- Abbreviation: TKH
- Chairperson: Aysel Tekerek
- Founded: 21 August 2015
- Split from: People's Communist Party of Turkey
- Headquarters: Ankara, Turkey
- Membership (2026): ▼859
- Ideology: Communism Marxism–Leninism Socialist republicanism Anti-imperialism Anti-capitalism Hard Euroscepticism Laicism
- Political position: Far-left
- National affiliation: United June Movement (2015-2022) Union of Socialist Forces (2022–2023)
- Colours: Red, yellow
- Slogan: Boyun Eğme! (Don't Bow Down!)

Website
- tkh.org.tr

= Communist Movement of Turkey =

The Communist Movement of Turkey (Türkiye Komünist Hareketi, TKH) is a communist party in Turkey. The TKH was split from the People's Communist Party of Turkey in 2015, which was split from the Communist Party of Turkey in 2014.
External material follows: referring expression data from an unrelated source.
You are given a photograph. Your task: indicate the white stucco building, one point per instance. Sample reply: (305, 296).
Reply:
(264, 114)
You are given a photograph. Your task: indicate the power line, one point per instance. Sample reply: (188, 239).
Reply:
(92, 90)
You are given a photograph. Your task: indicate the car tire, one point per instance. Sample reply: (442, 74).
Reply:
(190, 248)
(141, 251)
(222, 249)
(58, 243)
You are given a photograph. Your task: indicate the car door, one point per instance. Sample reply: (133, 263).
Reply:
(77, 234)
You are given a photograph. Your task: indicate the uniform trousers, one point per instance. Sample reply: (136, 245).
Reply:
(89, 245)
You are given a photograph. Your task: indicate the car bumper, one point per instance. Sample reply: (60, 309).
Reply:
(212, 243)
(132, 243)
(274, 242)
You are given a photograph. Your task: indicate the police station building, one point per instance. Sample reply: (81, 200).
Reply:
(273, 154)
The TKH is one of the components in the United June Movement, a political coalition initiative which was founded after Gezi Park revolt.

In a press conference held in Ankara in August 2022, it was announced that the party along with the Communist Party of Turkey, the Revolutionary Movement and the Left Party would form a coalition for the 2023 national election; this coalition was entitled the Union of Socialist Forces.